Definitely good enough for me. My yardstick is my trusty Mamiya 645 and Portra 400 film, and the Nikon D800E is close enough.
Both colour negative film and my Nikon D800E have similar resolution, allowing me to easily make A1 wide (3 feet) prints for gallery exhibitions that are tack sharp close up. And their dynamic range is also close enough (I agree with
him) - film has more latitude if correcting a particularly bad exposure, but then I shouldn't be getting my exposure wrong in the first place!
I do prefer the muted unique colours of Portra, but you can't have everything. The Nikon's colour in portrait mode is natural and gently muted - but different.

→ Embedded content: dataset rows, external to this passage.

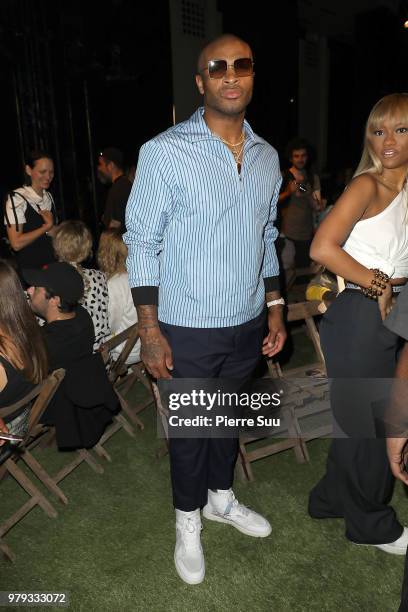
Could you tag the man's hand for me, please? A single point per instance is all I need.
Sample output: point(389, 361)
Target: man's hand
point(3, 429)
point(274, 341)
point(156, 352)
point(385, 302)
point(398, 456)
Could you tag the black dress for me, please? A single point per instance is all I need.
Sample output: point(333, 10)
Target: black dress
point(39, 252)
point(16, 388)
point(85, 402)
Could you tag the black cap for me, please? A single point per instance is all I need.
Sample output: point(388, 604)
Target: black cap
point(60, 279)
point(113, 154)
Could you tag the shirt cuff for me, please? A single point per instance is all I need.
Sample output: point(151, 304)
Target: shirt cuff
point(271, 284)
point(145, 296)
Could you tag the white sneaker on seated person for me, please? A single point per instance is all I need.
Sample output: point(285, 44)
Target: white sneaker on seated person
point(398, 547)
point(224, 508)
point(188, 553)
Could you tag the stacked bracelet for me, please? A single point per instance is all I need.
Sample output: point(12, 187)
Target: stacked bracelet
point(379, 282)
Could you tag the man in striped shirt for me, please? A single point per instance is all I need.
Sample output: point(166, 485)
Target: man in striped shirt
point(201, 262)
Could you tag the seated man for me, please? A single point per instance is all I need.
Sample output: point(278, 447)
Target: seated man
point(85, 402)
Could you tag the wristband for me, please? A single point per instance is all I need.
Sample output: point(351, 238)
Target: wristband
point(280, 301)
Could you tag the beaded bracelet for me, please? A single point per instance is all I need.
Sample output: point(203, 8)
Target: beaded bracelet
point(379, 282)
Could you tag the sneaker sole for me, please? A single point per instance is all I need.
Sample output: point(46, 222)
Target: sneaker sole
point(392, 550)
point(219, 519)
point(186, 578)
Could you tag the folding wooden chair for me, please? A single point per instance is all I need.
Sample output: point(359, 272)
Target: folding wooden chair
point(39, 399)
point(308, 397)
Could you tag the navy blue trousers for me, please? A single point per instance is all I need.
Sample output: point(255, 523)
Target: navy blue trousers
point(230, 352)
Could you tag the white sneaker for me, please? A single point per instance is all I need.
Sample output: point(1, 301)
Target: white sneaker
point(188, 554)
point(224, 508)
point(398, 547)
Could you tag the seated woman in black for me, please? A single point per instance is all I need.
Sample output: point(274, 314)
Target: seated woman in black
point(30, 214)
point(85, 402)
point(23, 358)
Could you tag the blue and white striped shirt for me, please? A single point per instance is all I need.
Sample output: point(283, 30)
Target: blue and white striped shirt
point(200, 231)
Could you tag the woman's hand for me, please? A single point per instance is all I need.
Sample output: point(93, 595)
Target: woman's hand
point(3, 429)
point(47, 218)
point(385, 303)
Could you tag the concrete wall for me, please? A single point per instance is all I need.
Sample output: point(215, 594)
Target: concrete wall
point(192, 24)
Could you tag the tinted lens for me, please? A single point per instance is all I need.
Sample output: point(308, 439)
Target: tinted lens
point(217, 68)
point(243, 66)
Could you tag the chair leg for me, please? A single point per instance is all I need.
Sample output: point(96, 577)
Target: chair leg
point(31, 489)
point(99, 450)
point(7, 552)
point(126, 425)
point(44, 476)
point(245, 464)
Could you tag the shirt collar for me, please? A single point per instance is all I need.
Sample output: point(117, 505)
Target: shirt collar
point(198, 129)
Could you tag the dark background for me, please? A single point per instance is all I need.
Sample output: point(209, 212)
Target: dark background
point(80, 75)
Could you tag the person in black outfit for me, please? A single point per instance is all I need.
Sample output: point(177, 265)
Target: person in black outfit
point(80, 411)
point(397, 447)
point(111, 171)
point(23, 357)
point(30, 214)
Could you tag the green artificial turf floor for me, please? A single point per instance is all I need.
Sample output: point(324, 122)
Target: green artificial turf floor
point(111, 548)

I use both the Nikon and Mamiya all the time, and sometimes "mix and match" them in a project: no one can tell the difference even in huge prints once I've added a little faux film grain to the Nikon images.

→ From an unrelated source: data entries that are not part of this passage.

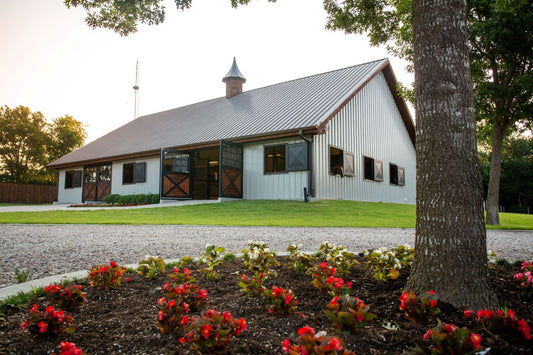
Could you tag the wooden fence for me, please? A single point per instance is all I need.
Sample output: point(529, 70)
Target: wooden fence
point(26, 193)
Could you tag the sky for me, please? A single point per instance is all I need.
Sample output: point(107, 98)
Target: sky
point(52, 62)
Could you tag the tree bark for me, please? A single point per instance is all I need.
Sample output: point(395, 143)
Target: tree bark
point(450, 247)
point(493, 194)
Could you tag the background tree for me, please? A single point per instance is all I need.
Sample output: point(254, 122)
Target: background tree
point(28, 143)
point(64, 135)
point(22, 142)
point(501, 50)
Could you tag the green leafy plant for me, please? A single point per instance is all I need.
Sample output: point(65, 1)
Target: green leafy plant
point(348, 313)
point(419, 308)
point(171, 314)
point(282, 301)
point(212, 258)
point(252, 286)
point(105, 276)
point(337, 257)
point(299, 261)
point(450, 339)
point(310, 343)
point(189, 293)
point(259, 258)
point(49, 322)
point(325, 281)
point(65, 296)
point(388, 263)
point(211, 332)
point(503, 321)
point(151, 266)
point(525, 279)
point(22, 275)
point(180, 278)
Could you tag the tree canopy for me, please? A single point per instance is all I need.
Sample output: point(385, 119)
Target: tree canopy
point(28, 143)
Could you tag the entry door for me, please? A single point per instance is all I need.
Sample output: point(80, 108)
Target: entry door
point(176, 174)
point(230, 170)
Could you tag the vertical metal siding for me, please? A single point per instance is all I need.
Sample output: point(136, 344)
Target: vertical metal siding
point(369, 125)
point(150, 186)
point(258, 186)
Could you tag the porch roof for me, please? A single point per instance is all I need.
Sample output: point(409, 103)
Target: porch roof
point(305, 103)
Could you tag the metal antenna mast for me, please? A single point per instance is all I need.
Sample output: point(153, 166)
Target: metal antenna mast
point(136, 88)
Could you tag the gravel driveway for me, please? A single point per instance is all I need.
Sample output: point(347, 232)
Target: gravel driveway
point(47, 250)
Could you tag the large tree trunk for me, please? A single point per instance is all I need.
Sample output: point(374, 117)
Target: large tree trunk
point(450, 249)
point(493, 194)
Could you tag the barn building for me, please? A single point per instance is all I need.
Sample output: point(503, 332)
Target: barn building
point(344, 134)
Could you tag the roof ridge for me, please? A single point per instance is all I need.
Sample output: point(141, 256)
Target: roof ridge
point(314, 75)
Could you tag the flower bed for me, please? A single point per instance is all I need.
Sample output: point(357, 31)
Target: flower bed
point(125, 319)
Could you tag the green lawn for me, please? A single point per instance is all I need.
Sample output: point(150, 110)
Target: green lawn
point(325, 213)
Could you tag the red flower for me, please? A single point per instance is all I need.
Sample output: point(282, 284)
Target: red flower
point(206, 330)
point(305, 330)
point(334, 344)
point(474, 340)
point(42, 327)
point(286, 345)
point(288, 299)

(I add grain as a matter of course to large digital prints, just visible enough to break up the image. This gives a more natural-seeming, random print surface, especially to edges and blocks of tone, which is how grain affects the appearance of analogue prints - if you had grainless film, it'd have that slightly unreal "digital" appearance. Adding grain also - counter-intuitively - makes digital images seem sharper and crisper. I bought the D800E rather than the D800 for a similar reason: images from digital cameras without an anti-aliasing filter have more micro detail and better tonality than those with a filter, and are thus more "film-like".)
Back on topic after that minor digression on grain, I doubt further improvements to 35 mm "full frame" dSLR image quality will interest me. 36 MP is about as high as you can go for the size of sensor, and that's plenty of resolution for me! More would just create really cumbersome files, and I won't be printing over 4 feet wide very often! The ISO range is also plenty high enough - I don't need to shoot in darkness! And, as I said, the dynamic range is already excellent.
As for functions, I don't want them! I just need shutter speed, aperture and centre-weighted exposure (the same as my Mamiya 645 film camera) - with the addition of ISO. I ignore everything else: I have never shot video on my D800E, my lenses are all manual, and I've replaced the focusing screen with an olde worlde microsprism one.
What I'd really like is a Nikon F with a D800E sensor and screen! I had hopes for the Nikon DF, but these were dashed - Nikon built a fashion statement, a poseurs' tool for those wanting to buy into nostalgia, rather than a serious photographic tool for professionals who prefer cameras with traditional "film" controls.